The endowed chair is being funded through a gift left by the late Dorothy Weisbauer Goodwin, who graduated from Southern in 1939, when it was named the New Haven State Teachers College. She died in 2009 at the age of 91.

Upon her death, $1 million of the $1.2 million gift to the SCSU Foundation was earmarked for an endowed chair. Today, that endowment is worth nearly $1.6 million. About $180,000 is available initially, with additional allocations each year that are determined by SCSU Foundation policy and market conditions.

The intent of the gift is to provide financial support for the position, including a reimbursement to the university of salary and benefit costs associated with the position; the hiring of research assistants working for the chair; and covering conference, travel, publication, research and other customary expenditures associated with an endowed chair.

“I would like to use the endowment to support more SCSU student engagement in the Center and its activities, bring outstanding leaders in the field of education regarding ASD to our campus to share their knowledge with our students and community, and support efforts to increase our visibility and influence at state, national and international conferences,” Eren said.

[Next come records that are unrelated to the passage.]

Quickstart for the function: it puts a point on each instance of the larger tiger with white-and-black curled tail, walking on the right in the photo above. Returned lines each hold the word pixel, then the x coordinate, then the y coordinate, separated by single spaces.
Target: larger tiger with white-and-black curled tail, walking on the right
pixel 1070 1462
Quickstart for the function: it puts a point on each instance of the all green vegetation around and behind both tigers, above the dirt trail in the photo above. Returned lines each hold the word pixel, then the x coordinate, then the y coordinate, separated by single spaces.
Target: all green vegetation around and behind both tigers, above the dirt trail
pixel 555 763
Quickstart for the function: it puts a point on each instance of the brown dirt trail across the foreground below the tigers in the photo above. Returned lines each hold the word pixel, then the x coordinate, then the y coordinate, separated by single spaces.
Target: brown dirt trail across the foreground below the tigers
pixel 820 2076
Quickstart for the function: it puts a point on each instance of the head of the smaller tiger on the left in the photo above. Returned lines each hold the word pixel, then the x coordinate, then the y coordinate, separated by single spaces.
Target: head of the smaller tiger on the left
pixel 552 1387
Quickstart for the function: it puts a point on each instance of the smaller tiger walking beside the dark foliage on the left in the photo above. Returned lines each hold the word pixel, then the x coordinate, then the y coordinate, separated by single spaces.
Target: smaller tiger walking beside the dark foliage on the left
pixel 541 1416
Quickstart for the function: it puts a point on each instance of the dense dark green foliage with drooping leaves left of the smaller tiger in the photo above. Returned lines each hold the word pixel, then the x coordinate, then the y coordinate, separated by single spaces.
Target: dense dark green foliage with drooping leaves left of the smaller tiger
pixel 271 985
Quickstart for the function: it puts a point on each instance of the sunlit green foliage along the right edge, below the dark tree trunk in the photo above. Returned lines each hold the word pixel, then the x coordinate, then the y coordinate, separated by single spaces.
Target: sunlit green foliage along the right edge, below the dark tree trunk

“Most important, the endowed chair will allow SCSU and the Center to enhance the lives of individuals with ASD by giving their teachers, related service providers and families, the evidenced-based tools that will help them all to achieve the goal of successful participation in society as adults,” she added.

Hegedus said the chair is a major boost for SCSU.

“We are confident that this will enhance the reputation and prestige of the Center and the university as a whole,” he said.